Note: Standardized parameter estimates shown; FFI-BPD = Five-Factor Inventory Borderline Personality Disorder composite; PAI-BOR = BPD liability as assessed by the Personality Assessment Inventory – Borderline subscale; A=additive genetic influence; E=non-shared environmental influence; rA= genetic correlation between FFI-BPD and PAI-BOR; rE=non-shared environmental correlation between FFI-BPD and PAI-BOR.

Discussion

Substantial databases exist in which validated personality measures are embedded, which may allow for secondary data analyses that can inform our knowledge regarding biological influences on PD etiology as well as our understanding of PDs as they relate to issues such as comorbidity (Lynam & Widiger, 2001), sex differences (Lynam & Widiger, 2007) and changes over time (Wright, Hopwood, & Zanarini, 2015) Therefore, the current study examined the utility of a trait-based representation of BPD (FFI-BPD) generated using 24 items from the NEO FFI, a measure commonly included in large epidemiological datasets, that assess traits relevant to BPD (Lynam & Widiger, 2001; Samuel & Widiger, 2004; Samuel & Widiger, 2008).

As expected, scores on the FFI-BPD composite were higher in clinical samples relative to undergraduate and epidemiological samples, and highest in a clinical sample with 62% of participants having a DSM-IV BPD diagnosis (Sample 6). In terms of phenotypic relations between the FFI-BPD composite and explicit measures of BPD, the median correlation across studies was .60, which is as strong or stronger than the convergence often found between two explicit measures of BPD (Miller, Few, & Widiger, 2012). These findings indicate that the FFI-BPD composite is a reasonably good phenotypic proxy for BPD liability as measured using a variety of self-report and diagnostic interview assessments.

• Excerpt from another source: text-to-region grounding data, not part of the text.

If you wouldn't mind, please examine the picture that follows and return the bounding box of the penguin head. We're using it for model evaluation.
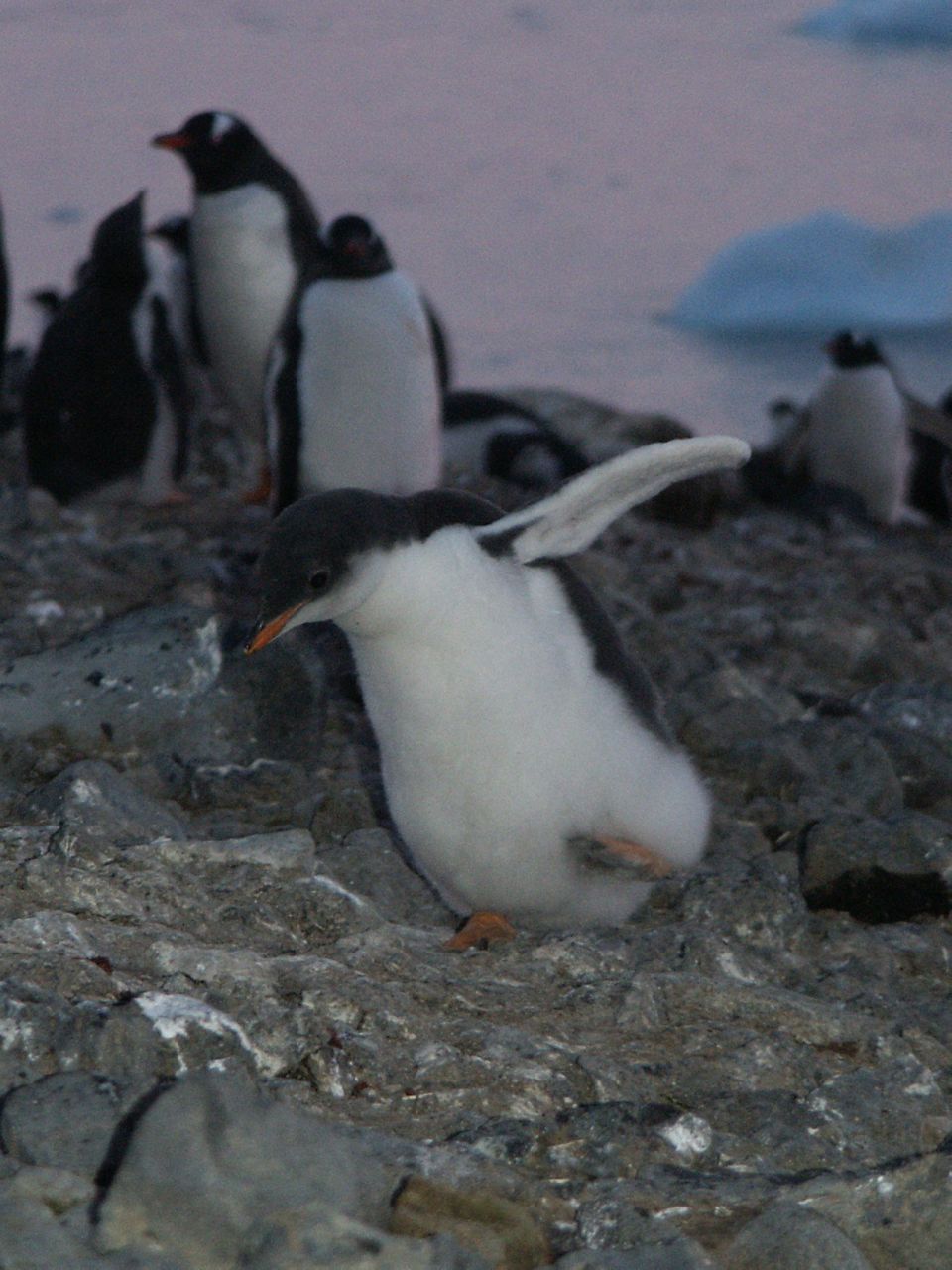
[824,330,884,371]
[153,110,267,191]
[323,214,394,278]
[245,489,417,653]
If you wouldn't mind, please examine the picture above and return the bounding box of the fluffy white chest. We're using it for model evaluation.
[806,366,911,521]
[341,530,708,926]
[191,185,295,441]
[298,271,440,494]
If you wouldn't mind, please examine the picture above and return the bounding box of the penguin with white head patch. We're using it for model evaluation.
[752,331,952,525]
[153,110,320,499]
[248,437,750,948]
[266,216,441,511]
[23,193,187,504]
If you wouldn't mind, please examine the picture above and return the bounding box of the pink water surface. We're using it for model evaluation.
[0,0,952,432]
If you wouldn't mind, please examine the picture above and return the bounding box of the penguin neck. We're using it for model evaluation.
[337,526,484,645]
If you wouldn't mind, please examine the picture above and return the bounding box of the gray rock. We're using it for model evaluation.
[23,759,186,853]
[801,813,952,922]
[556,1233,715,1270]
[0,1072,149,1173]
[241,1202,490,1270]
[722,1204,871,1270]
[98,1074,396,1270]
[318,829,453,926]
[0,606,323,763]
[790,1152,952,1270]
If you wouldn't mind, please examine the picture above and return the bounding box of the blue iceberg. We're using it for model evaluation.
[796,0,952,45]
[671,212,952,334]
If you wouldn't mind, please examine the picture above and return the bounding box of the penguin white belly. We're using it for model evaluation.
[341,540,710,927]
[806,366,912,523]
[191,185,295,447]
[298,271,440,494]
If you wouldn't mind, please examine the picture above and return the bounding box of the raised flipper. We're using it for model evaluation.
[475,437,750,564]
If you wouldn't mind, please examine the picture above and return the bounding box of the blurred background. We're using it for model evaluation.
[0,0,952,436]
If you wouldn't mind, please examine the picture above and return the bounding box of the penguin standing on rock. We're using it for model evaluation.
[23,193,187,504]
[443,389,590,489]
[266,216,441,511]
[248,437,750,949]
[153,110,320,502]
[750,331,952,525]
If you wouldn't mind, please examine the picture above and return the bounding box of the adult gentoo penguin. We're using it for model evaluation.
[23,193,186,503]
[266,216,441,511]
[758,331,952,525]
[248,437,750,948]
[153,110,320,498]
[443,389,591,489]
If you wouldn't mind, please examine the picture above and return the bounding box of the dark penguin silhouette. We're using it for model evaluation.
[443,389,591,489]
[266,216,440,511]
[23,193,186,503]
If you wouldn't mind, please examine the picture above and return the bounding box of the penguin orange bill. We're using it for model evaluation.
[245,604,303,653]
[153,132,191,150]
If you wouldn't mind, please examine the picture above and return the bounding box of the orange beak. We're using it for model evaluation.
[245,603,304,653]
[153,132,191,150]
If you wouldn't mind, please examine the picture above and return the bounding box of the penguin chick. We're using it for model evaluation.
[248,437,750,948]
[443,389,590,489]
[266,216,440,511]
[767,331,952,525]
[23,193,187,504]
[153,110,320,500]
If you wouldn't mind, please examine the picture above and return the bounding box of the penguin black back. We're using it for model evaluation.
[23,193,155,502]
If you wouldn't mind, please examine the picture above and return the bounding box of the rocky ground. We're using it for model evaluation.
[0,401,952,1270]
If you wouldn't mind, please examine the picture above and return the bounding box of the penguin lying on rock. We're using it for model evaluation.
[443,389,590,489]
[248,437,750,949]
[23,193,187,504]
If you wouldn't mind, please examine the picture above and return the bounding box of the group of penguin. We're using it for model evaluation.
[3,112,588,512]
[1,112,952,949]
[0,110,952,523]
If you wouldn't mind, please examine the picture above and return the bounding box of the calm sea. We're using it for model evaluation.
[0,0,952,433]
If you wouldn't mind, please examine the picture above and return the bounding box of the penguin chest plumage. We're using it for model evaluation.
[806,364,912,522]
[295,271,440,494]
[341,530,708,927]
[191,183,296,432]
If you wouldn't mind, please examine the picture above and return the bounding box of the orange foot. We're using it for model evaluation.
[241,464,272,507]
[593,835,674,877]
[443,908,516,952]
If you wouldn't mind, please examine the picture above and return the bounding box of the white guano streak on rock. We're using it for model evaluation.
[153,617,222,698]
[136,992,281,1076]
[658,1115,712,1156]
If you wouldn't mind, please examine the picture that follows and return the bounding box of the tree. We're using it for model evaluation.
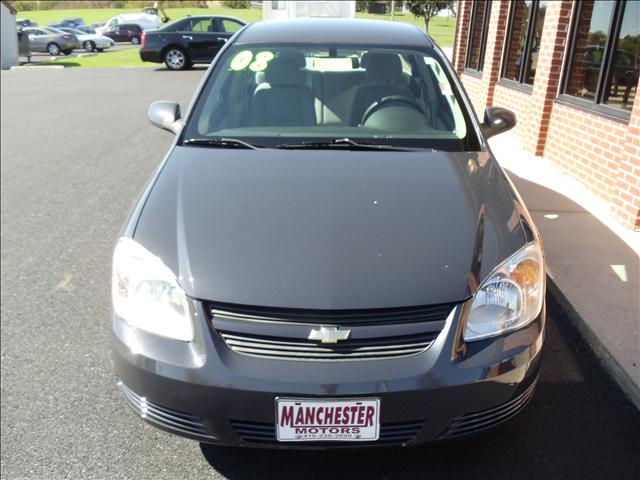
[404,0,452,32]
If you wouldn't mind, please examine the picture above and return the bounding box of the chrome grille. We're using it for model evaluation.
[219,331,439,362]
[207,302,455,326]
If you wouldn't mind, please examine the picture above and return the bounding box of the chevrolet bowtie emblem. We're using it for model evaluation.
[309,327,351,343]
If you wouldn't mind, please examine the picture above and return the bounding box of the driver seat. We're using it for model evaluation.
[249,57,317,127]
[349,52,415,126]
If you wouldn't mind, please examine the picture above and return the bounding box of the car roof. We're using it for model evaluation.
[235,18,433,47]
[182,15,247,25]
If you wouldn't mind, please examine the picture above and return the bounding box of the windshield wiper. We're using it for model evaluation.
[276,138,424,152]
[182,138,262,150]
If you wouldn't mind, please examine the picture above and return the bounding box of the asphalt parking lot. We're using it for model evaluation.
[19,43,140,65]
[0,68,640,479]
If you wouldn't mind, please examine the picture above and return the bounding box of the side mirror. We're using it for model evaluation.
[147,101,182,133]
[480,107,518,139]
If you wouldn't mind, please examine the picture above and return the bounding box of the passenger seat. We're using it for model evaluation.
[350,53,415,126]
[249,57,317,127]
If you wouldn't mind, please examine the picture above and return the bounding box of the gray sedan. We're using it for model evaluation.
[24,27,80,56]
[112,19,545,448]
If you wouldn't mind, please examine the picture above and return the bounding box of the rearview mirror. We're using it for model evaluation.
[480,107,517,139]
[147,101,182,133]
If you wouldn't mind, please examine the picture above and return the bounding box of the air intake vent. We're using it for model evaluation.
[118,382,215,441]
[440,381,536,438]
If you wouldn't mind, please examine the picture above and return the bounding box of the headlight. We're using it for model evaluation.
[112,237,193,342]
[463,242,545,342]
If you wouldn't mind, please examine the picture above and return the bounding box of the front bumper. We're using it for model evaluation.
[113,302,545,448]
[140,48,164,63]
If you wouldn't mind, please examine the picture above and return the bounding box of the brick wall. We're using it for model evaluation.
[454,0,640,230]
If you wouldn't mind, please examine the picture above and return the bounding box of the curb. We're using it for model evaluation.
[9,65,64,70]
[547,273,640,410]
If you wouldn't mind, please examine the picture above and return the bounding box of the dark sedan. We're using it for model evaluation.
[112,19,545,448]
[140,16,246,70]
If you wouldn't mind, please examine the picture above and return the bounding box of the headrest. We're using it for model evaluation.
[361,52,402,83]
[264,57,302,86]
[277,50,307,68]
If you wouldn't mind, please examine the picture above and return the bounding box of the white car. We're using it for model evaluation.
[58,27,115,52]
[96,13,162,35]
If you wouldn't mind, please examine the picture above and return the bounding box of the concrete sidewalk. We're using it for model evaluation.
[490,133,640,408]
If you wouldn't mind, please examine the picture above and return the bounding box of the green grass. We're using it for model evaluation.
[23,8,456,68]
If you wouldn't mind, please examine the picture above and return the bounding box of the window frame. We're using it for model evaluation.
[464,1,492,76]
[556,0,637,123]
[498,0,544,89]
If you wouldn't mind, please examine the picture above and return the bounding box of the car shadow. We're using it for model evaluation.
[200,297,640,480]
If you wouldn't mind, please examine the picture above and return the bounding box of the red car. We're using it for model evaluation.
[102,23,142,45]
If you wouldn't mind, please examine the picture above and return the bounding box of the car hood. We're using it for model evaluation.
[133,147,525,309]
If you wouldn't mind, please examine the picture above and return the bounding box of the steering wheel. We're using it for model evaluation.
[360,95,424,125]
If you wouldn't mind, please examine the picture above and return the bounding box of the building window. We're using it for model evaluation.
[465,1,491,72]
[563,0,640,116]
[502,0,547,85]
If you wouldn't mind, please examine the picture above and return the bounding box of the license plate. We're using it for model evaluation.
[276,398,380,442]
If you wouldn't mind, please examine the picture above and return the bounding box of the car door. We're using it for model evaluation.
[114,24,129,42]
[180,17,221,62]
[212,18,244,58]
[29,28,48,52]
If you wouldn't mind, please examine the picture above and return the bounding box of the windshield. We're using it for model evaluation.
[183,44,479,151]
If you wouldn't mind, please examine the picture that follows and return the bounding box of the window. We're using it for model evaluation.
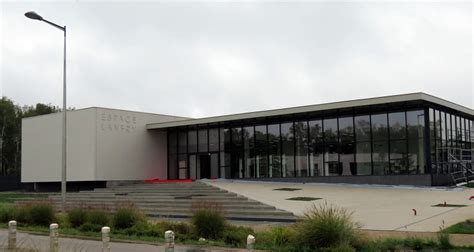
[268,124,282,178]
[198,129,208,152]
[230,127,244,178]
[281,123,295,177]
[209,128,219,152]
[352,115,372,175]
[407,110,426,174]
[188,130,197,153]
[338,116,356,175]
[294,121,308,177]
[243,126,255,178]
[308,120,324,176]
[255,125,268,178]
[370,114,389,175]
[388,112,408,174]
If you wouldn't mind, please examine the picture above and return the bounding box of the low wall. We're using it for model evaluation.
[0,176,25,191]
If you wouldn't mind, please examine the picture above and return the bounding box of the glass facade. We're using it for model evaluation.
[168,107,474,179]
[428,108,474,174]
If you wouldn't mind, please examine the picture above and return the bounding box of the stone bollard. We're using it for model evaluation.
[8,221,16,250]
[102,227,110,252]
[165,230,174,252]
[247,235,255,251]
[49,223,59,252]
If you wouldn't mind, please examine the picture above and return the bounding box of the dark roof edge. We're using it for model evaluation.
[147,92,474,129]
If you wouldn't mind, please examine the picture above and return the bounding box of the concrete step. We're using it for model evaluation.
[43,199,266,209]
[17,182,296,222]
[145,212,297,223]
[80,190,236,195]
[49,195,252,202]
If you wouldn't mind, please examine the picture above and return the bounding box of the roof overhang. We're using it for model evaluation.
[147,93,474,129]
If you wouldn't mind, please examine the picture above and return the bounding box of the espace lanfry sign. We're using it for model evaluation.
[100,112,137,133]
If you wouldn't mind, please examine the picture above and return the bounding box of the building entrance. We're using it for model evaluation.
[198,154,211,179]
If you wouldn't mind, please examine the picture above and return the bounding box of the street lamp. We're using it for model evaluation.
[25,11,67,212]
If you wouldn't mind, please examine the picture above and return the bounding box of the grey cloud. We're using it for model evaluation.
[0,2,474,119]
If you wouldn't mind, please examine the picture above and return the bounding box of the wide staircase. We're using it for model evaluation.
[18,182,296,222]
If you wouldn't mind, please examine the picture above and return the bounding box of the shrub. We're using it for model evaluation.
[78,222,102,232]
[87,210,110,227]
[222,226,254,247]
[28,204,54,227]
[113,208,143,229]
[270,226,295,247]
[296,204,357,249]
[191,208,226,240]
[68,208,88,228]
[0,205,15,223]
[158,221,195,241]
[437,230,453,249]
[329,244,356,252]
[403,237,425,250]
[14,206,30,225]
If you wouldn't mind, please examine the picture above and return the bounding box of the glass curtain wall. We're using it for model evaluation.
[168,109,440,179]
[353,115,372,175]
[308,120,324,177]
[428,108,474,174]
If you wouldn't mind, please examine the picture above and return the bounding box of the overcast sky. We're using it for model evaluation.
[0,0,474,117]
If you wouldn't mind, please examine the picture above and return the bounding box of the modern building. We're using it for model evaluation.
[22,93,474,189]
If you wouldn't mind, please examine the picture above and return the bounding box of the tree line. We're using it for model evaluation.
[0,96,61,176]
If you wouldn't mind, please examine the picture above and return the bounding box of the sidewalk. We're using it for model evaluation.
[0,230,247,252]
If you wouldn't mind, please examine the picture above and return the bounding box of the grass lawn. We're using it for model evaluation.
[444,219,474,234]
[286,197,321,201]
[0,192,49,205]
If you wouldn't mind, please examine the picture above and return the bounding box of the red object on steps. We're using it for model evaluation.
[145,179,193,183]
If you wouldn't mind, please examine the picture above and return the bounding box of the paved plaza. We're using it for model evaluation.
[0,230,247,252]
[205,180,474,232]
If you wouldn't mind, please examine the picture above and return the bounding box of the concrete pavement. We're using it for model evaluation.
[0,230,250,252]
[204,180,474,232]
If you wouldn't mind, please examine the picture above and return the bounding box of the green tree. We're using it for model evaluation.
[0,97,60,176]
[0,97,22,175]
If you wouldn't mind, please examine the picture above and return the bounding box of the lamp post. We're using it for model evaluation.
[25,11,67,212]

Beyond examining the correlations between BPD and FFI-BPD, we examined the association between explicit measures of BPD and NEO-BPD, which utilized 16 facet scores based on 128 items from the 240-item NEO PI-R. The goal of this analysis was to determine whether the NEO FFI omits critical information necessary in the trait-based assessment of BPD relative to the NEO PI-R. Importantly, the correlations between FFI-BPD and explicit BPD measures were nearly identical to those between the NEO-BPD composite and BPD measures (i.e., median r=.61 and .60, respectively). Additionally, the NEO-BPD accounted for relatively small amounts of incremental variance in explicit BPD measures beyond the NEO-FFI (i.e., 4% on average). This suggests that little is lost when using the NEO FFI to score BPD relative to the NEO PI-R, which is critically informative in that many existing epidemiological datasets utilize only the shorter NEO FFI.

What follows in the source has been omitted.